Now Faith, in the sense in which I am here using the word, is the art of holding on to things your reason has once accepted, in spite of your changing moods.  For moods will change, whatever view your reason takes.  I know that by experience.  Now that I am a Christian I do have moods in which the whole thing looks very improbable: but when I was an atheist I had moods in which Christianity looked terribly probable.  This rebellion of your moods against your real self is going to come anyway.  That is why Faith is such a necessary virtue: unless you teach your moods “where they get off,” you can never be either a sound Christian or even a sound atheist, but just a creature dithering to and fro, with its beliefs really dependent on the weather and the state of its digestion.  Consequently one must train the habit of Faith.
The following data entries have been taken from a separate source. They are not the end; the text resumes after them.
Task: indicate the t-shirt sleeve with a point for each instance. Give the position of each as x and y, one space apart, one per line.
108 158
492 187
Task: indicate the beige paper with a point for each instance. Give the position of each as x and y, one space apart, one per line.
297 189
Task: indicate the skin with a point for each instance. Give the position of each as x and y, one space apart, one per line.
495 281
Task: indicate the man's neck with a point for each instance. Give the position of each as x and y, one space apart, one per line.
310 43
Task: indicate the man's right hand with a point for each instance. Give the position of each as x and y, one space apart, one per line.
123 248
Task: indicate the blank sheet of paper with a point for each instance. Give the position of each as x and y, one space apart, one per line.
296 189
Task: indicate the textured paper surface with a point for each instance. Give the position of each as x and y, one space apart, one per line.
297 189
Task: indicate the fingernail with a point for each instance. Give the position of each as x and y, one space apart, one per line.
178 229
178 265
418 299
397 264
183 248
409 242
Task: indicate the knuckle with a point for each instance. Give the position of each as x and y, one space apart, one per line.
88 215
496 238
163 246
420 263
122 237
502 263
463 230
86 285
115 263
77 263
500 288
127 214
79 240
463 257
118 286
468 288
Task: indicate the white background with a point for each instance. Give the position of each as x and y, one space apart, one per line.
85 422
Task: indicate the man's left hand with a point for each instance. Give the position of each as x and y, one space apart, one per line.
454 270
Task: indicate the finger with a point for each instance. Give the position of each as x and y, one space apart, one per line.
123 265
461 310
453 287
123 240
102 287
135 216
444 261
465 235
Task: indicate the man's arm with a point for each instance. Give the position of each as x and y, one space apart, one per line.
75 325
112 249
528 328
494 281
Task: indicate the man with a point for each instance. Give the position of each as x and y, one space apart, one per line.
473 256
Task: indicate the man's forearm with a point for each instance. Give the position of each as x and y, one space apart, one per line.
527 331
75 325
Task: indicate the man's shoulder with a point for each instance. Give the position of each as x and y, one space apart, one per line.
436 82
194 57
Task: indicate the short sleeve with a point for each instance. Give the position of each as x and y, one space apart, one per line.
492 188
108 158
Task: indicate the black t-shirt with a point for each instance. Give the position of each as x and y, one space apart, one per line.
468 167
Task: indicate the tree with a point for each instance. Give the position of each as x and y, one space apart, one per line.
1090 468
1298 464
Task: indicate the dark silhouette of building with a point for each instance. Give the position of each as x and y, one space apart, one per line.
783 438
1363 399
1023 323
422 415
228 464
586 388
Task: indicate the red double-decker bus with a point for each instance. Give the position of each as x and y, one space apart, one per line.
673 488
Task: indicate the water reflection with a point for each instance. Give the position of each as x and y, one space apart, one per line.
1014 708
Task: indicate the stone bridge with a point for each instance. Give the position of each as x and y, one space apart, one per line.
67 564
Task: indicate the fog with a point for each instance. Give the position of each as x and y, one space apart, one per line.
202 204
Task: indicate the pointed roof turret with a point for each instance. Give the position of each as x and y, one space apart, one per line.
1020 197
The first step is to recognize the fact that your moods change.  The next is to make sure that, if you have once accepted Christianity, then some of its main doctrines shall be deliberately held before your mind for some time every day.  That is why daily praying and religious reading and churchgoing are necessary parts of the Christian life.  We have to be continually reminded of what we believe.  Neither this belief nor any other will automatically remain alive in the mind.  It must be fed.  And as a matter of fact, if you examined a hundred people who had lost their faith in Christianity, I wonder how many of them would turn out to have been reasoned out of it by honest argument?  Do not most people simply drift away?